Ces décisions sont contestées par les représentants de la ligne révolutionnaire. Ils ont notamment demandé à ce que ce type de décision si importante soit prise par le Comité Central, affirmant qu'il ne s'agissait ni plus ni moins que d'une capitulation. Une lettre de contestation a été déposée par Mohan Baidya "Kiran".

 

Depuis, si les soldats de l'APL chargés de la sécurité de Prachanda ont bien été transférés vers le cantonnement de Shaktikor, ceux chargés de la sécurité des dirigeants représentant la ligne révolutionnaire sont toujours en poste et refusent de rendre leurs armes au QG du Parti et de rentrer dans les cantonnements. C'est d'ailleurs l'ensemble de l'APL qui semble s'opposer aux dernières décisions du Parti.

 

"Nous ne pourrons probablement pas résister à la pression du personnel de l'APL contre l'intégration si le parti décide de capituler, oblitérant l'existence de l'APL," a affirmé un commandant de division proche de Prachanda au journal Republica.

 

Jeudi 9 juin dernier, une réunion regroupant 150 commandants de l'APL s'est tenue. Ces derniers ont clairement demandé au Parti de rejeter les modalités d'intégration de l'Armée Népalaise qui veut réduire l'APL à une force non-combattante.

 

"Nous ne sommes pas contre l'intégration, mais nous rejettons le modèle d'intégration de l'AN qui veut nous transformer en une force non-combattive, ce qui signifie nous rejetter en tant que soldats," a cité un participant le Commandant de la 5ème Division Raj Bahadur Budha Magar.

 

"Nous voulons une place digne pour servir la nation et le peuple. Nous ne voulons donc pas devenir des gardes forestiers. Nous sommes contre la modalité qui efface notre existence. Pourquoi devrions nous accepter une modalité qui a été décidée sans nous consulter."

 

Prachanda a répondu, "il est faux de dire que nous avons accepté la modalité d'intégration de l'armée ; nous devons encore discuter et finaliser les détails."

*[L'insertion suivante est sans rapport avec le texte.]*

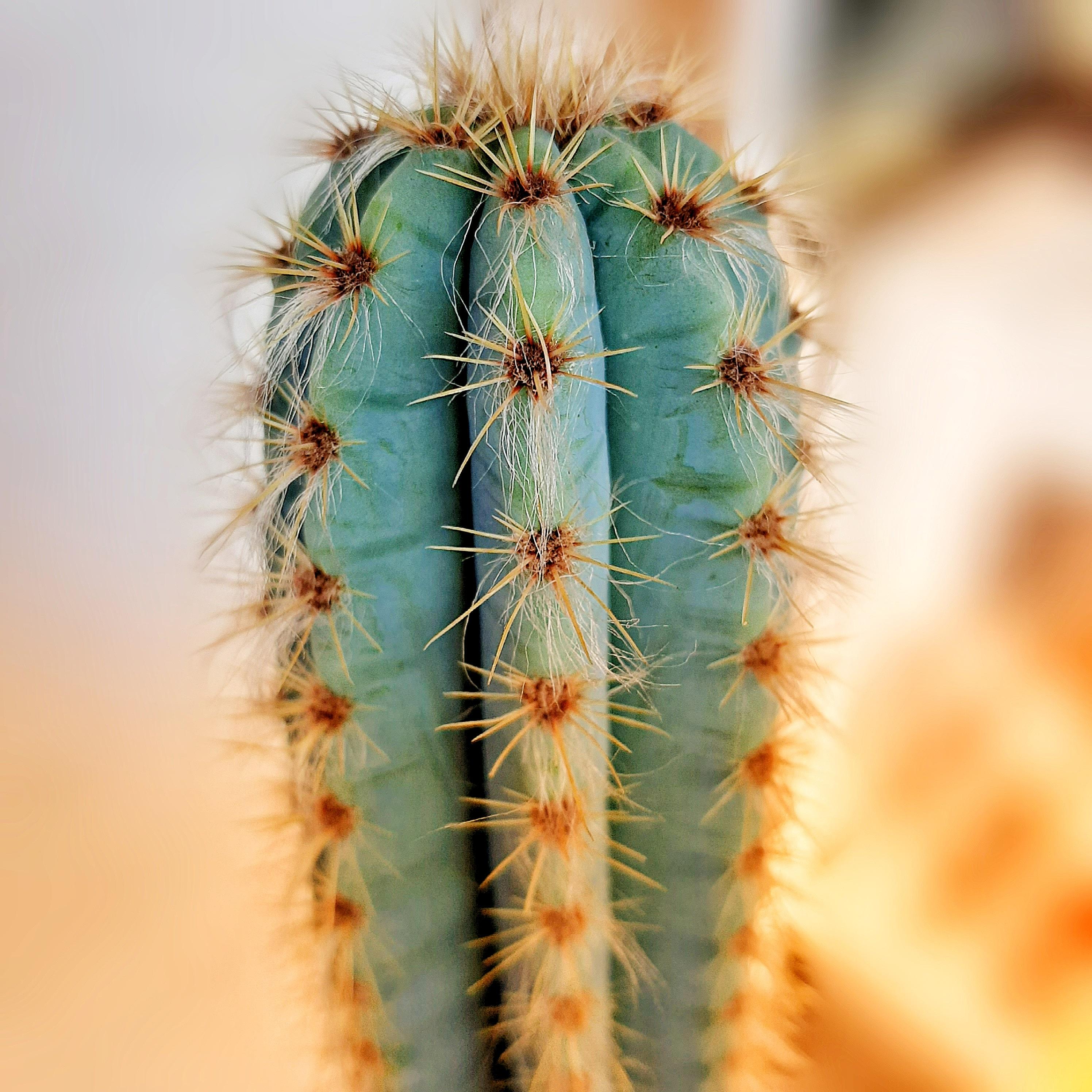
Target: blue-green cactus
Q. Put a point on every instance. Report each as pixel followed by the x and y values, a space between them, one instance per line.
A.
pixel 532 366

"Les membres blessés et disqualifiés de l'APL se retrouvent sans travail. Le gouvernement doit répondre à leurs demandes avant de continuer le processus d'intégration," a affirmé Yam Bahadur Adhikari, Commandant de la 1ère Division.

"Nous sommes prêts à nous sacrifier pour la révolution, mais pas pour l'autoglorification des dirigeants," a affirmé Raj Bahadur Budha Magar.

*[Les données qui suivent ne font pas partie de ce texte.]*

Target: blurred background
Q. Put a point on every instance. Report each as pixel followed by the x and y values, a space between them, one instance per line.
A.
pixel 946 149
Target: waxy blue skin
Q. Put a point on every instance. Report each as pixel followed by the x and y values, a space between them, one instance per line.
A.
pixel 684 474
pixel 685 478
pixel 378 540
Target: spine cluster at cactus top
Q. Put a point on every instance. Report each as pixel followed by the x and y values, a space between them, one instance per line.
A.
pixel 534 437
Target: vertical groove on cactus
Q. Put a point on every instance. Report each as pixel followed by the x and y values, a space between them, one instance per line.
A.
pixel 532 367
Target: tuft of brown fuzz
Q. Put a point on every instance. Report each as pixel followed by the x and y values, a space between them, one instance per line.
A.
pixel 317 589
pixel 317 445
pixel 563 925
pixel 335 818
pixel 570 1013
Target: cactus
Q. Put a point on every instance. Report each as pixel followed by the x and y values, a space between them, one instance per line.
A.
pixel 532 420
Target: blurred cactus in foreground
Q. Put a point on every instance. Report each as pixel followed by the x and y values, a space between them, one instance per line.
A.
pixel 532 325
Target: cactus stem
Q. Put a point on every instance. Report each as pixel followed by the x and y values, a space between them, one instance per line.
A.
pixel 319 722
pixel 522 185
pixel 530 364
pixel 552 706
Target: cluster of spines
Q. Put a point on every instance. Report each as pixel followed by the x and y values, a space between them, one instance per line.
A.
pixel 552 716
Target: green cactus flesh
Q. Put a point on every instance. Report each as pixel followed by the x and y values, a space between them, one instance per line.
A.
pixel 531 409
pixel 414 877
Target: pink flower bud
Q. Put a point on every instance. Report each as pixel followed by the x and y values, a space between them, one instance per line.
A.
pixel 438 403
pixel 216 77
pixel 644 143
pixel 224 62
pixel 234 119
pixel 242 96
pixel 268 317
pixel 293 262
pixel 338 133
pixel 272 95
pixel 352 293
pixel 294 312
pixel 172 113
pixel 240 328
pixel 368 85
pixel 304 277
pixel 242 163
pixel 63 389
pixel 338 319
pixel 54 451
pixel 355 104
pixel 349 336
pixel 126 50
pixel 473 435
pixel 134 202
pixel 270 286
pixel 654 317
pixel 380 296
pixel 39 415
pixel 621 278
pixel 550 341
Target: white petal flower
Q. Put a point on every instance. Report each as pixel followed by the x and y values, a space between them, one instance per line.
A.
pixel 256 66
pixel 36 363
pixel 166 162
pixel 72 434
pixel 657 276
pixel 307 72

"Nous sommes contre la décision de violer l'ordre et le rang dans l'APL après l'intégration," a affirmé Mahendra Shahi, commandant de la 6ème Division en réaction à la proposition de ne recruter les soldats de l'APL seulement au rang inférieur.

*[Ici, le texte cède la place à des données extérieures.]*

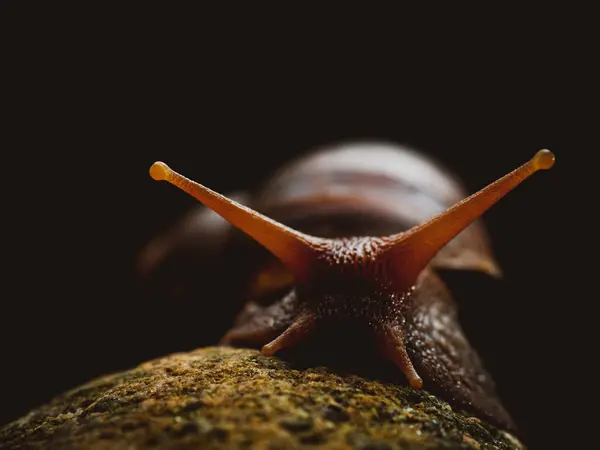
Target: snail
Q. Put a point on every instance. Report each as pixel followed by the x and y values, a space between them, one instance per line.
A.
pixel 357 233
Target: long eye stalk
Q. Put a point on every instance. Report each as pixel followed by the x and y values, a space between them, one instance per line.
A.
pixel 290 246
pixel 412 250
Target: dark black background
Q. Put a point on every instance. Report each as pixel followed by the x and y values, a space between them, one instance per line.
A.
pixel 95 94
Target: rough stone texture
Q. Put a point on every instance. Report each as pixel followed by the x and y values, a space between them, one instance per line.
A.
pixel 223 398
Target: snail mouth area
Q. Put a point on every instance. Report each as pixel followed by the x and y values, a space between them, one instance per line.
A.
pixel 346 346
pixel 359 308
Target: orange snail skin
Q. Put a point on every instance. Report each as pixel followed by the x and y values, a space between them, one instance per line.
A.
pixel 384 282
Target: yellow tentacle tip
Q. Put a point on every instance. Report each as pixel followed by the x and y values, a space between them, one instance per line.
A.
pixel 159 171
pixel 544 159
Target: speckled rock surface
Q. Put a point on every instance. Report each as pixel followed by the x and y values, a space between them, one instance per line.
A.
pixel 223 398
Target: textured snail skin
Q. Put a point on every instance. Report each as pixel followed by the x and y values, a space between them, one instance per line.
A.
pixel 327 218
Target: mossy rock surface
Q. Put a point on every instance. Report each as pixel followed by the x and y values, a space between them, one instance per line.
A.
pixel 223 398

Les commandants ont également critiqué la position du parti de n'intégrer que 8 à 10 000 membres de l'APL sur les 19 000 . "Alors, le reste d'entre nous est incompétent ?" a envoyé un commandant à Prachanda.

 

Kiran a affirmé aux commandant que le modèle Démobilisation, Développement et Reconstruction (DDR) n'est pas acceptable pour lui. "Nous avons écrit une lettre de protestation contre la décision du parti d'accepter le modèle DDR."

 

Le message de l'APL peut se résumer ainsi : "Nous ne compromettrons pas notre identité indépendante, nous ne rendrons pas nos armes, nous transporterons nos armes durant le processus d'intégration, nous n'accepterons pas l'intégration individuelle et la direction doit être entre nos mains."